Title: A unified shear-flexural strength model for slender reinforced concrete beams under concentrated and distributed loads

Author(s): Marí, A.; Cladera, A.; Bairán, J.; Oller, E.; Ribas, C.

Publication: ACHE

Volume: 65

Issue: 274

Appears on pages(s): 247 - 265

Keywords: Mechanical model; shear strength; reinforced concrete; point load; distributed load.

DOI:

Date: 1/8/2014

Abstract:
A mechanical model is presented for shear-flexural strength of slender reinforced concrete beams under concentrated or distributed loads. The model incorporates the shear transferred by the un-cracked concrete head, by the cracked web and by the longitudinal and transverse reinforcements.

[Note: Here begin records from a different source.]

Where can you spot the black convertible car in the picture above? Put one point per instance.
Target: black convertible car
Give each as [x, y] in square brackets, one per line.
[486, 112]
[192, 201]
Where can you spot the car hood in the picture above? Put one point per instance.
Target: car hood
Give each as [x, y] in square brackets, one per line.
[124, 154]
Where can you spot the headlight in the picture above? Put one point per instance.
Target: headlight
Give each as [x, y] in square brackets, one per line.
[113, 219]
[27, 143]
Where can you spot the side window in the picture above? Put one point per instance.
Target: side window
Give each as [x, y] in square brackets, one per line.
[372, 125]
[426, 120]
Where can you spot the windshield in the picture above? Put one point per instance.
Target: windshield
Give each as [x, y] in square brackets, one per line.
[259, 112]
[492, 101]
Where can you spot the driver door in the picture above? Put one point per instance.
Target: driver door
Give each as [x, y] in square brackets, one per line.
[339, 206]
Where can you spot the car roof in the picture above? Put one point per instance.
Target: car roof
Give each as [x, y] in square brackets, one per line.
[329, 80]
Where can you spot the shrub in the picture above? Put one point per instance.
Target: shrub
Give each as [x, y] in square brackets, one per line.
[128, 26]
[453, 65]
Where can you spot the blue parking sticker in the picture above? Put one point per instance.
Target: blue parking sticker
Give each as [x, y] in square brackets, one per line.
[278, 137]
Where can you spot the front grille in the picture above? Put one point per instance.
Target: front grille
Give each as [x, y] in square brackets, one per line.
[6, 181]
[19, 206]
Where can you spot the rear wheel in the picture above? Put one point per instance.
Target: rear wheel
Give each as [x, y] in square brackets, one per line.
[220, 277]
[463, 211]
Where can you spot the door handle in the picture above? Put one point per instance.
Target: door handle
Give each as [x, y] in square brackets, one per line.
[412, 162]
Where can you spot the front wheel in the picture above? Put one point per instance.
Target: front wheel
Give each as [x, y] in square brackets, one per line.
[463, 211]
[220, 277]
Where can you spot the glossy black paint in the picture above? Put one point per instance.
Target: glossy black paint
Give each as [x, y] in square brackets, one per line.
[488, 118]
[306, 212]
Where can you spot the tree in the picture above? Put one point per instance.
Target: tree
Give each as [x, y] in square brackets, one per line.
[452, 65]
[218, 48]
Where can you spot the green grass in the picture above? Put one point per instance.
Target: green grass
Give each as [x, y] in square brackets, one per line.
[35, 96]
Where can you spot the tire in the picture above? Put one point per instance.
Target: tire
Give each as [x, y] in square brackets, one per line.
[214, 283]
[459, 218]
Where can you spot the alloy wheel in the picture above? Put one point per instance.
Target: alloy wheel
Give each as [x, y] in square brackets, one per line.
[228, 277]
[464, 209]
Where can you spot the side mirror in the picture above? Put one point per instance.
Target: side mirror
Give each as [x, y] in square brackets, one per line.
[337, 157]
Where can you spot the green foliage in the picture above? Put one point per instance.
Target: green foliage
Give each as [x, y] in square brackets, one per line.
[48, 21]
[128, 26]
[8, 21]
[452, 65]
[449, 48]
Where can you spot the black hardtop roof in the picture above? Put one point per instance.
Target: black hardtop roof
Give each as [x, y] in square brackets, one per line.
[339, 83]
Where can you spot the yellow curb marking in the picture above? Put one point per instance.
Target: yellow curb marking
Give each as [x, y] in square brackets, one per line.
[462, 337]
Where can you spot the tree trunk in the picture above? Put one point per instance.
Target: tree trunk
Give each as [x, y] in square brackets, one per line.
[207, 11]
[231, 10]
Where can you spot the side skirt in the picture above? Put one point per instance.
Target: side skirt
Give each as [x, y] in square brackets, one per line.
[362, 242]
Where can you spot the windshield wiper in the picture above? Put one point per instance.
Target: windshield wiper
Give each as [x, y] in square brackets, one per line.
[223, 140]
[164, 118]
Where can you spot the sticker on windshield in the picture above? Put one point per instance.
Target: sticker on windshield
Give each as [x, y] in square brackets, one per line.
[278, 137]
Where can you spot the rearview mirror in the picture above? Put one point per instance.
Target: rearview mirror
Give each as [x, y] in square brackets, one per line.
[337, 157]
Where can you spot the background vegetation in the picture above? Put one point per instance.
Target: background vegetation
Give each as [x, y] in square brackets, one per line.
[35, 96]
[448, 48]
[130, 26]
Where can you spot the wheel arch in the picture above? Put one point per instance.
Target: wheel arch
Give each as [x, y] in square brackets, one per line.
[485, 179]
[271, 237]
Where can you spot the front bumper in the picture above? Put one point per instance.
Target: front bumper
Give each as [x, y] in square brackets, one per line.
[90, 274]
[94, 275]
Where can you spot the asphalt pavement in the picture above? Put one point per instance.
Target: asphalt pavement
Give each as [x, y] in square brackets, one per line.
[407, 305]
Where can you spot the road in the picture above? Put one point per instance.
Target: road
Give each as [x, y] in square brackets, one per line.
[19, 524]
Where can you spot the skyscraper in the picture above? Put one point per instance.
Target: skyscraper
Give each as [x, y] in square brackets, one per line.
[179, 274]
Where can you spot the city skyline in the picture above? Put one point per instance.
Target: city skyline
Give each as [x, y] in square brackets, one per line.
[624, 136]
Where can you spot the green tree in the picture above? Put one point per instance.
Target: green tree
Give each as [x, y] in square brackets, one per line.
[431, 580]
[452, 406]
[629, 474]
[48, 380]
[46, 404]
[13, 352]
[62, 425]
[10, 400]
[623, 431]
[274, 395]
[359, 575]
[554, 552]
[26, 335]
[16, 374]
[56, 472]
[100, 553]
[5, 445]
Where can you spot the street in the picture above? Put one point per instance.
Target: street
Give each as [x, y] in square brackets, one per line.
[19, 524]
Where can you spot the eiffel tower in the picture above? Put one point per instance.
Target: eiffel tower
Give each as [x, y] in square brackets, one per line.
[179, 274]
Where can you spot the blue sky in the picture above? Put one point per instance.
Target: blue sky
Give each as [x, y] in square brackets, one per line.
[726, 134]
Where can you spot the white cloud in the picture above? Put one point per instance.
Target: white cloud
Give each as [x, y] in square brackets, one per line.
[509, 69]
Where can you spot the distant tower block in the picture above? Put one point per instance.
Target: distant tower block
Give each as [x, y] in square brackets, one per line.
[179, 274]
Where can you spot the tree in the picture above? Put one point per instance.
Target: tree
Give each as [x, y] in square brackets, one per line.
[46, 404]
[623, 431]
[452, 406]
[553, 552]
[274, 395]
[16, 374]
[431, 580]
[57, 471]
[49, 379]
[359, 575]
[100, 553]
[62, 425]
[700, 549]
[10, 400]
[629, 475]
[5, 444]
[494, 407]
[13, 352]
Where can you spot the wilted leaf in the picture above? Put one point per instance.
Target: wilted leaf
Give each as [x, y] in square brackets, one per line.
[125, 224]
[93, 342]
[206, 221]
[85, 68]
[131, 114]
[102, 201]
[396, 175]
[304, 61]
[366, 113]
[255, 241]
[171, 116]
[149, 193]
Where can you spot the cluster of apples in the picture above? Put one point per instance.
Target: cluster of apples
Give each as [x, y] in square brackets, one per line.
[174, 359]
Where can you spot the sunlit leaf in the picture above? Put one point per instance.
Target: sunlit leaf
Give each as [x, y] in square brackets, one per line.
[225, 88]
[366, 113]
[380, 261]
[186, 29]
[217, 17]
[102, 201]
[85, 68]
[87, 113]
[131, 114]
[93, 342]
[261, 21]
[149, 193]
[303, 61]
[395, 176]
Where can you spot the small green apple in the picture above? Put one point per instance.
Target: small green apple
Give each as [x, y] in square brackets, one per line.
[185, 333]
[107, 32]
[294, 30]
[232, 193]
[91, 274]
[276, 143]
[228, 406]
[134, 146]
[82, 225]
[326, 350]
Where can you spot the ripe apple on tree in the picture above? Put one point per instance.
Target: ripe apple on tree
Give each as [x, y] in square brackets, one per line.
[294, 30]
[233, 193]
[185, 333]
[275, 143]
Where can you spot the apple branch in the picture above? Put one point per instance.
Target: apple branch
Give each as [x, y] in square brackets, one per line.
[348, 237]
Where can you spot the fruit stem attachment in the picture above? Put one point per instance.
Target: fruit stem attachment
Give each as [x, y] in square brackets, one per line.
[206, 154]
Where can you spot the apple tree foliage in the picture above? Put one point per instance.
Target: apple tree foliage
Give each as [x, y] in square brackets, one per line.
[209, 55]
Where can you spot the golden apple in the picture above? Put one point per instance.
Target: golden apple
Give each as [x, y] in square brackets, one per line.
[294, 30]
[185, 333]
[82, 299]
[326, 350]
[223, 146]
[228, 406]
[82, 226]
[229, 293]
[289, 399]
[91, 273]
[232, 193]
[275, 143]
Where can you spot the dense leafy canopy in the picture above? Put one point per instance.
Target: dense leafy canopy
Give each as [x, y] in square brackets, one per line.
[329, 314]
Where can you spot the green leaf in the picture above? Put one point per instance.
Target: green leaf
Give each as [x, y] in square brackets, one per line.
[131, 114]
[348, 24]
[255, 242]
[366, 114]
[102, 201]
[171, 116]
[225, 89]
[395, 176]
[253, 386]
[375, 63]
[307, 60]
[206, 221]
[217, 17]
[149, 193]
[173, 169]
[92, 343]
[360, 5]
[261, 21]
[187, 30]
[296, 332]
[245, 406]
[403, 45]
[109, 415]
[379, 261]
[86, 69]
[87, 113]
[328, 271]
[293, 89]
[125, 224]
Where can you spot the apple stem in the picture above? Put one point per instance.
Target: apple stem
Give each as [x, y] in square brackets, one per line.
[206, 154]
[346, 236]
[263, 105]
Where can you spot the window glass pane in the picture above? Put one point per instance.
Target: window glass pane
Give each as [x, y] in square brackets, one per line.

Failure is assumed to occur at the un-cracked concrete zone, subjected to a biaxial stress state, when the Kupfer failure envelope is reached and the stirrups are yielded. A general procedure and simplified direct design equations are derived taking into account equilibrium and a given stress distribution at ultimate limit states (ULS). The model predictions have been compared with the results of more than 1300 tests performed on simply supported beams, having obtained very good agreement. Because of the simplicity, accuracy, and the physical insight of the problem provided by the model, it may be very useful for rational performance-based design of concrete structures in practice.